In other words, just as Israel needed to go to the temple to worship, so we need to go to church to worship. Some suggest that worshiping God in church and with the church is optional; we can worship Him as easily while we are alone, perhaps while we are walking on a lovely nature trail or contemplating the beauty of creation somewhere else. Of course, in such settings we can glorify Him and stand in awe of Him. But that these substitute for our worship in church is not true. Worship is a conversation and fellowship between God and His redeemed, and the deepest experience of worship happens when the redeemed gather as a group to worship the way He commands in Scripture.

Worshiping God in spirit and in truth, as He commanded in Scripture, applies also to the elements of worship. Scripture indicates that in public worship we read and explain Scripture, and hear the preaching of the gospel; it instructs us that the congregation join in singing, and that there be prayers and taking of offerings. Scripture requires that the sacraments be administered as part of worship. In other words, because God is great, glorious, exalted, sovereign, He determines what we do in worship.

Many today have the idea that we may do anything in worship, so long as what we do is motivated by love for Him. That idea is not true. God is not pleased with just any offering, but He requires what kind of offerings to bring Him, and how. The Spirit works through the Word as read, preached, and depicted in the sacraments, and works in us the fruit of praying to and singing to Him. Again, notice that those aspects of worship which we bring to God—prayer, singing—are those in which the church joins collectively.

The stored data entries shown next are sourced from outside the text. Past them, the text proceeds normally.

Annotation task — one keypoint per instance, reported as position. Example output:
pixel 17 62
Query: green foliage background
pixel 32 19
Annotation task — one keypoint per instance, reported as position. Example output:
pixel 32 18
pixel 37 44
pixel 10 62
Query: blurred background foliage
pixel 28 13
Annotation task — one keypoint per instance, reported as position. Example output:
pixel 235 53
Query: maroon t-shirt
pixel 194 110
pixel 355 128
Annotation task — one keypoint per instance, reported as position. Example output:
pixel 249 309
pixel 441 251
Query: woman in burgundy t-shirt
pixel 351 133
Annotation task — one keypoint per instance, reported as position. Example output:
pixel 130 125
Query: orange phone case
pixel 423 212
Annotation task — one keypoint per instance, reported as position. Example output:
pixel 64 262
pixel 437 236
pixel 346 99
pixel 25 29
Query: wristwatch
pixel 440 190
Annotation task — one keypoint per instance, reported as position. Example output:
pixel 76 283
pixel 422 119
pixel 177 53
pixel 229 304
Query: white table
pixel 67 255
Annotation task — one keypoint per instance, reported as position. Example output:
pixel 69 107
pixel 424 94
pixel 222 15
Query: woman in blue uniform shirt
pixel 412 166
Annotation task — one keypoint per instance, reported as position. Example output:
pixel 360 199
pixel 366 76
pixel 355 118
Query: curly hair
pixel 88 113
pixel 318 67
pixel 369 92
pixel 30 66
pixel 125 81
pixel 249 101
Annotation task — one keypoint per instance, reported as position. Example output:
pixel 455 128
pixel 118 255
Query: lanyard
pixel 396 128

Finally, worshiping God in spirit and truth also applies to our personal participation in worship. Did you go to church today, or will you? Why did you go? What did you expect to receive when you went to church? Entertainment? What did you intend to give? As little as possible, of your soul and heart? We do, sometimes, think that is what worship is about. But it is not. We bring an empty soul, acknowledging our sin; and as we worship in spirit and in truth, God fills that empty soul with His grace, by His Word, and then we praise Him, for being a great and glorious God! That is the keeping of the second commandment on earth. That was Christ’s keeping of the second commandment while He lived on earth. That is the kind of worship that Christ enables us to give God. And in heaven, that is the kind of worship that we will give perfectly!